Exercise 6.3 – A building that has changed its purpose
Derek looked around at the mass of primary colours – blue and red rope climbing nets, multi-coloured balls, red squashy plastic shapes with children slithering over them, yelling at ear-piercing volume.
Yet he swore he could still smell the disinfectant, and hear the clatter of the dinner trolley.
Parents dodged past him, fielding toddlers, climbing with them into tunnels and hurtling down slides with their little treasure on their knee, shrieking, showing all their teeth. Would that treasure look after them when they were old, he thought. Old, dribbling, and shouting for their tea. He turned another corridor towards the bouncy castle, and stopped. It was down this corridor Emily had been. She had been quite sane really, almost normal. The corridor still had the same blue lino underneath the cheap chord carpet. He could see it at the edges, and remembered how it gleamed wet that evening, with the stench of disinfectant in his nostrils. He stood now, watching children leaping onto the orange and blue bouncy castle, listening to their shrieks above the drone of the air pump.
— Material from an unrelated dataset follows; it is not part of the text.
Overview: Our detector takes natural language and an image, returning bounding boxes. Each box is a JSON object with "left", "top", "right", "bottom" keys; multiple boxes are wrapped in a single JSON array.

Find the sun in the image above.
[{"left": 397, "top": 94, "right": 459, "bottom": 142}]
It was on this corridor that he found her body, her head at an ugly angle. These same walls – then faded beige, now custard-yellow – had been the only witness to what happened.
He felt a small hand tuck itself into his.
“Come on, Granddad!” Little Emma tugged his hand. “Come and see me on the slide!” Derek mentally disinfected the memories, and allowed himself to be pulled back into the joyful present that was his grand-daughter’s 3rd birthday party.